Core Concepts¶
Directed Acyclic Graph (DAG)¶
A pipeline is a DAG of computation nodes. Each node takes inputs (from previous nodes or cached derivatives) and produces outputs (artifacts). Edges encode data dependencies; cycles are not allowed.
SourceFile → CleanedEEG → CrossSpectralDensity → PowerSpectrum → BandPower
↘ Coherence ↗
Derivative¶
A derivative is a named, reusable computation result associated with an input file. Derivatives are stored on disk with a @DerivativeName suffix next to their source file:
sub-1.fif → source
sub-1@CleanedEEG.fif → derivative
sub-1@PowerSpectrum.nc → derivative
Derivatives mirror the input directory structure — NeuroDAGs is agnostic to how your data is organized.
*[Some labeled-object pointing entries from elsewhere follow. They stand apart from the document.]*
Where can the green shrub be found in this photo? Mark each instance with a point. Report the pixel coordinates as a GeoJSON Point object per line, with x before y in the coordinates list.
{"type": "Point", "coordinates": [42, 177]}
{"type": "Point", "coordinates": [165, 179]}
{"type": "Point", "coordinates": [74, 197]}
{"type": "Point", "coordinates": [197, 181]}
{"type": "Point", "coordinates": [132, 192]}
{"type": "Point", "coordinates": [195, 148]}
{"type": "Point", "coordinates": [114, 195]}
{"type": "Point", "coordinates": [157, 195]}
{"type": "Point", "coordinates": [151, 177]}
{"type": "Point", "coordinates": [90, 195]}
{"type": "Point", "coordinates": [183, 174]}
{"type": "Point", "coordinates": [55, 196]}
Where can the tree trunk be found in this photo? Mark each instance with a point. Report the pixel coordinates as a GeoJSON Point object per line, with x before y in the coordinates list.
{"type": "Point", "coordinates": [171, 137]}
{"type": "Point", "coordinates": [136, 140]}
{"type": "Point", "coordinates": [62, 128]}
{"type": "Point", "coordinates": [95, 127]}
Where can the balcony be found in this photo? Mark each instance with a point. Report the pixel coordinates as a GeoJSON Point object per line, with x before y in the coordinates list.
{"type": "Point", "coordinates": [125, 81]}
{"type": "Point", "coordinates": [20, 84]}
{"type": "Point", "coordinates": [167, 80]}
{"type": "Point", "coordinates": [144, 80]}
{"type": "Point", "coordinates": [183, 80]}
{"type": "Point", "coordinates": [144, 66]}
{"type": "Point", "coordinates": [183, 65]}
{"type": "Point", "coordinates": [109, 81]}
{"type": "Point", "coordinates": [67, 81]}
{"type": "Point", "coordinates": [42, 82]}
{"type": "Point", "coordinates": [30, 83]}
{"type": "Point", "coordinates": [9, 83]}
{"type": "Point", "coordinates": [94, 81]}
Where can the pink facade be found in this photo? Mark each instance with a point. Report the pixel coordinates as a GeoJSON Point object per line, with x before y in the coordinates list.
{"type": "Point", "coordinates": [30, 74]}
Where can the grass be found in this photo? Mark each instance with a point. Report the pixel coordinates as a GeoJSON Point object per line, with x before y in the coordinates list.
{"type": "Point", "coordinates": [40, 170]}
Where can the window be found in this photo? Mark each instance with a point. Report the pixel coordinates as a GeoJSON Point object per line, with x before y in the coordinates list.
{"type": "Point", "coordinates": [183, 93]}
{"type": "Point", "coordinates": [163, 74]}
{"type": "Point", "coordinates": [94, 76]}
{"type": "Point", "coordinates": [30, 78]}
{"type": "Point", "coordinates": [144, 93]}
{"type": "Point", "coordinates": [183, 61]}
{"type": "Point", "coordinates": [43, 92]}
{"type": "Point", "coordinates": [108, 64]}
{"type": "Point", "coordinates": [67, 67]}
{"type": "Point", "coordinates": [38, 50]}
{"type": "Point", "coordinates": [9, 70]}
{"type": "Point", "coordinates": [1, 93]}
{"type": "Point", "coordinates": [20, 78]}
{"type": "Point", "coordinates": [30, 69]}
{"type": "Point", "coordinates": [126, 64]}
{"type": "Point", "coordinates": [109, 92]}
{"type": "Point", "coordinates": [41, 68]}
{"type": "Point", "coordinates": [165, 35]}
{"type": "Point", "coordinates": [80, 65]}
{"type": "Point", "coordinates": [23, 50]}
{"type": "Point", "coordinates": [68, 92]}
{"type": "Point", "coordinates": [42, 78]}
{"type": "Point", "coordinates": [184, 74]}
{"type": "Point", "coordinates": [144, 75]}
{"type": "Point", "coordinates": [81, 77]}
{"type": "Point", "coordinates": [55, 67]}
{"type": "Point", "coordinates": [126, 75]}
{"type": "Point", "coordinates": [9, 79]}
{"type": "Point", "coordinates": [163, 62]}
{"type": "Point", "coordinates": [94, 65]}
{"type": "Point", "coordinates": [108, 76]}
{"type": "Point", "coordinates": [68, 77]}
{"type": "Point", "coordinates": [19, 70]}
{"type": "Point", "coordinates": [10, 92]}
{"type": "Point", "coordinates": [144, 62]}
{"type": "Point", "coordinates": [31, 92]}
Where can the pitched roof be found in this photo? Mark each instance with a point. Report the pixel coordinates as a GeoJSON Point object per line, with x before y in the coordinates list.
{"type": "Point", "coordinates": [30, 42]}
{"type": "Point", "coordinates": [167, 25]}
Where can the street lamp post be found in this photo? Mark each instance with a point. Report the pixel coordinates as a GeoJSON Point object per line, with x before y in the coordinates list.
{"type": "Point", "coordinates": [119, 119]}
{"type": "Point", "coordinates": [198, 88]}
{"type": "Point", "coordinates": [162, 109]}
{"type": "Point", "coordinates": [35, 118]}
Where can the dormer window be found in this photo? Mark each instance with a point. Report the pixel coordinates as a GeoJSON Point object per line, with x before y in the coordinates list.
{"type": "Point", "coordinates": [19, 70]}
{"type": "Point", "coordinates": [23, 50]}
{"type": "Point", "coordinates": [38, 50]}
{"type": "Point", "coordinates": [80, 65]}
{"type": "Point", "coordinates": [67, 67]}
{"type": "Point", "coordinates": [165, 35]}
Chaining pipelines (neurodags output as source)¶
When a derivative produced by one pipeline run is used as the source file in a subsequent pipeline run, its filename already contains @ (e.g. sub-1.fif@CleanedEEG.fif). NeuroDAGs automatically replaces that @ with & when building the reference base, so the one-@-per-filename invariant is preserved:
sub-1.fif@CleanedEEG.fif → source (a previous derivative)
sub-1.fif&CleanedEEG.fif@PowerSpectrum.nc → new derivative
This means downstream tooling can always split on the single @ to separate the source identity from the derivative name.
Node¶
A node is a Python function decorated with @register_node. It receives data as keyword arguments and returns a NodeResult. Preprocessing nodes, spectral analysis nodes, entropy nodes, and custom nodes are all treated identically.
NodeResult and Artifact¶
class Artifact(NamedTuple):
item: Any # the data object
writer: Callable[[str], None] # how to save it to disk
class NodeResult(NamedTuple):
artifacts: dict[str, Artifact] # extension → Artifact
A node returns one or more artifacts keyed by file extension. Example: {".nc": Artifact(...), ".report.html": Artifact(...)}. The last node in a derivative’s chain saves under the @DerivativeName prefix.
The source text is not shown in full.